Simple data processing with Haskell

Published in

The Agile Monkeys’ Journey

6 min readMay 18, 2017

When doing data science, most of the time, we’re just cleaning up our data.

[…] Cleaning up data to the point where you can work with it is a huge amount of work. If you’re trying to reconcile a lot of sources of data that you don’t control like in this flight search example, it can take 80% of your time. [Source]

This task can be tedious, but it is very important.

“It’s an absolute myth that you can send an algorithm over raw data and have insights pop up.” Jeffrey Heer

The good news is that it doesn’t have to be that bad, and Haskell can help.
If you don’t have enough experience with Haskell, you may have heard that it is a somewhat esoteric language. Others claim that it is the silver bullet for all problems.

Actually, it’s neither. We don’t believe in magic, but, we do think it’s an awesome language for data processing.

Let’s think that we want to help a small company solve a simple problem with their sales data:

Which categories of products do we have, and how many products of them have we sold. It doesn’t have to be perfect, we just want some guidance.

So we start working on their data. Let’s take a look at how the process works.

First of all, we loaded all the necessary packages and language extensions (which may look scary at first, but they enable some language goodies), and some packages like:

Flow — Allows the use of some nice operators like |>
Text — Makes text processing fast and easy
Frames — Generation of types for our data in compile time.

{-# LANGUAGE ConstraintKinds, DataKinds, FlexibleContexts, GADTs,
 OverloadedStrings, PatternSynonyms, QuasiQuotes,
 ScopedTypeVariables, TemplateHaskell, TypeOperators,
 ViewPatterns #-}
 
 import qualified Data.Text as Text
 import qualified Data.Text.IO as Text
 import Control.Applicative
 import qualified Control.Foldl as Foldl
 import qualified Data.Foldable as Foldable
 import Data.Char
 import Data.Proxy (Proxy(..))
 import Data.List
 import Lens.Family
 import Frames
 import Frames.CSV (readTableOpt, rowGen, RowGen(..))
 import Pipes hiding (Proxy)
 import qualified Pipes.Prelude as Pipes
 import Flow

Our data looks like this. (Dropping some superfluous columns):

id, create_date, name_template, create_uid, qty 
1434, 2016–04–01 00:33:21, Notebook with pen, Paw Patrol, 1, 1
1437, 2016–04–01 00:33:21, Small notebook, Frozen, 1, 1

Let’s begin by loading them in our program:

tableTypes "Sale" "resources/order_line_products_from_april_to_august.csv"
 
loadSales :: IO (Frame Sale)
loadSales = "resources/order_line_products_from_april_to_august.csv"
 |> readTableOpt saleParser
 |> inCoreAoS

So, what happened here? Let’s see:

tableTypes is a Template Haskell function, which means that it is executed at compile time.
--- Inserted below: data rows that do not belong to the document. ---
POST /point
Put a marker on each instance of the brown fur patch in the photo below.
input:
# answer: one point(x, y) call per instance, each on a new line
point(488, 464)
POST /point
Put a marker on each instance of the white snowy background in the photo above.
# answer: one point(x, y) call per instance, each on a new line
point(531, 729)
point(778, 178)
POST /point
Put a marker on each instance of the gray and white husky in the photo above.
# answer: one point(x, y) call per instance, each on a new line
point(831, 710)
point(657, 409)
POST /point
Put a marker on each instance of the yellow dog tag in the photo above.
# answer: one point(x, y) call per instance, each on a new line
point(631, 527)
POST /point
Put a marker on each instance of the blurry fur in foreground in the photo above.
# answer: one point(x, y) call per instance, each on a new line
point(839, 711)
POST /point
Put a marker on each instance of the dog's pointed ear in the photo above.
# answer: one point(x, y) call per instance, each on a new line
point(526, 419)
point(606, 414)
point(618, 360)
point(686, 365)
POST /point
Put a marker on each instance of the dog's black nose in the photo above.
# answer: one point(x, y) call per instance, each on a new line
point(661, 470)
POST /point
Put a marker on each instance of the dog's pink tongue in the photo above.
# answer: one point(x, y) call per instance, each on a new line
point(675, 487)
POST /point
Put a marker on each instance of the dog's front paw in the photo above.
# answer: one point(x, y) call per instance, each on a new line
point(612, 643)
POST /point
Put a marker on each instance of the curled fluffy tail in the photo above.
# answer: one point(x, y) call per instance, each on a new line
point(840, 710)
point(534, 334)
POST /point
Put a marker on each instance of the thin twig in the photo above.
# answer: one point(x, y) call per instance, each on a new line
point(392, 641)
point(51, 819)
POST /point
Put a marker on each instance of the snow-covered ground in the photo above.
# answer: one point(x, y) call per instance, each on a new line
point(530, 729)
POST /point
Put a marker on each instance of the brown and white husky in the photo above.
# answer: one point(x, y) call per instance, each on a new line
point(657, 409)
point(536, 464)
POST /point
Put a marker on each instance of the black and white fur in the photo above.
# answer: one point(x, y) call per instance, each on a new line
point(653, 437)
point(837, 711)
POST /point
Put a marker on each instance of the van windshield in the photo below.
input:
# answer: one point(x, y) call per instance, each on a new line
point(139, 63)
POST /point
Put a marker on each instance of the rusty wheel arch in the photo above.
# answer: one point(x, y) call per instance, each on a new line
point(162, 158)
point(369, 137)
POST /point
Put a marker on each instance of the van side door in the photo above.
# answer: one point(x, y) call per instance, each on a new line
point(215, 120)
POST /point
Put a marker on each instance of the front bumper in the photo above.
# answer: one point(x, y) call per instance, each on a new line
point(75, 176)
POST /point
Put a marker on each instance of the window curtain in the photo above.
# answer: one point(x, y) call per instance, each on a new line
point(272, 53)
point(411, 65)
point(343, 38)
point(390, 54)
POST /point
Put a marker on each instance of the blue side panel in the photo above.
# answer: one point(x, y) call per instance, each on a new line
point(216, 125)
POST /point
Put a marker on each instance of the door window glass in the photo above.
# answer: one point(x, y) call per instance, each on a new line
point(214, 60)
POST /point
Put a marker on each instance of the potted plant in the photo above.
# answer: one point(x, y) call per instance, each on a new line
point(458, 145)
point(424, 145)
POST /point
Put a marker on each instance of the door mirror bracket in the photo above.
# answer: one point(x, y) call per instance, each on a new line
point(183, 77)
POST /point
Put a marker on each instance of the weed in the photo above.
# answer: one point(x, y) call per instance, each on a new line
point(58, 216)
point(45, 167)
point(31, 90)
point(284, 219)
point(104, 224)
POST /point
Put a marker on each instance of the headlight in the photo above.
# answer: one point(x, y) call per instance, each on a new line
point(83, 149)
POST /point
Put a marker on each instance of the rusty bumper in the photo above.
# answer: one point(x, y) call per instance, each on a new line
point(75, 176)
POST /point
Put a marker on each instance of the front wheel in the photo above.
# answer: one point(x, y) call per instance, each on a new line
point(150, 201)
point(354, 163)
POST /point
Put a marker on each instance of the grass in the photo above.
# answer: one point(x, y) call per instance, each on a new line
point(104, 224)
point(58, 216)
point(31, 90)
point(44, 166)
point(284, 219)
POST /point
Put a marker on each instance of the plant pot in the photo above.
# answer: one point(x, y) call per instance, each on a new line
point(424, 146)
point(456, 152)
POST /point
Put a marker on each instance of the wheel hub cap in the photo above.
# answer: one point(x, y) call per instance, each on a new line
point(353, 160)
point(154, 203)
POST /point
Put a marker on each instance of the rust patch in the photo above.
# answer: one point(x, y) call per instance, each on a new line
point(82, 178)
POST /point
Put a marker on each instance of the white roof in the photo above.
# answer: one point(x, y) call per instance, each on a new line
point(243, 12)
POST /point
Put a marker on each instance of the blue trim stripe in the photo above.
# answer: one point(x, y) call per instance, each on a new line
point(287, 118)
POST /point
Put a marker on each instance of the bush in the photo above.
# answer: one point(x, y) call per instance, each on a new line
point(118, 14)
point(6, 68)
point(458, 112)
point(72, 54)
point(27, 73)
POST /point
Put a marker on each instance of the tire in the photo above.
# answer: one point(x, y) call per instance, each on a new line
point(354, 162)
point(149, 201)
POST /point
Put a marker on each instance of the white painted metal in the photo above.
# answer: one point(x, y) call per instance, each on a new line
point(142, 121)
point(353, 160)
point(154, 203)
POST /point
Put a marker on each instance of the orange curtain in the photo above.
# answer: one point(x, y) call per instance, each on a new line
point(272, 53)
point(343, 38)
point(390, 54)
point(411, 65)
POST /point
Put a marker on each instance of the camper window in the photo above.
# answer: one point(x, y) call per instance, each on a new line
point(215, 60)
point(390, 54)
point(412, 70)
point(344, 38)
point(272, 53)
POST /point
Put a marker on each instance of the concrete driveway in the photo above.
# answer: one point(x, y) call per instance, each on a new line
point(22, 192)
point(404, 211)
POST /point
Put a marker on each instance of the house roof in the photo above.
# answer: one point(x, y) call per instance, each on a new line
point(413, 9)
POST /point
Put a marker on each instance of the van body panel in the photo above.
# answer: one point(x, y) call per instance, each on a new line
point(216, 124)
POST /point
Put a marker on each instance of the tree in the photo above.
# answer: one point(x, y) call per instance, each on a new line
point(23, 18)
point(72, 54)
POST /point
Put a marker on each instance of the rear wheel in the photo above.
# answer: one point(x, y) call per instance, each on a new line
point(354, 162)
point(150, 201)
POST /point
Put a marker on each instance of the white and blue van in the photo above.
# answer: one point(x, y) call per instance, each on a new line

It generates a data type for our CSV, so we have everything under control with our types.

loadSales :: IO (Frame Sale) — In Haskell, we read the double colon as -has type , so in this example we say that loadSales has type IO (Frame Sale) . Let’s analyze this type in a bit more depth:

- Sale is the type that tableTypes generated for us, which is each row.
- Frame is a wrapper type that denotes a data frame containing some rows.
- IO is another wrapper type that indicates that it’s contents have been loaded from somewhere outside of the program. In this case, they came from a CSV file.

loadSales reads the table of the CSV file in memory (“core”) as an Array of Structures (inCoreAoS ).

In Haskell, we do our business like this, explicitly telling the compiler what we are handling in each step. In most cases, the compiler will tell us when we are doing something wrong with our type, like defining a function that is declared when receives a True as a parameter, but not a False , it will sometimes even tell us what do we have to write.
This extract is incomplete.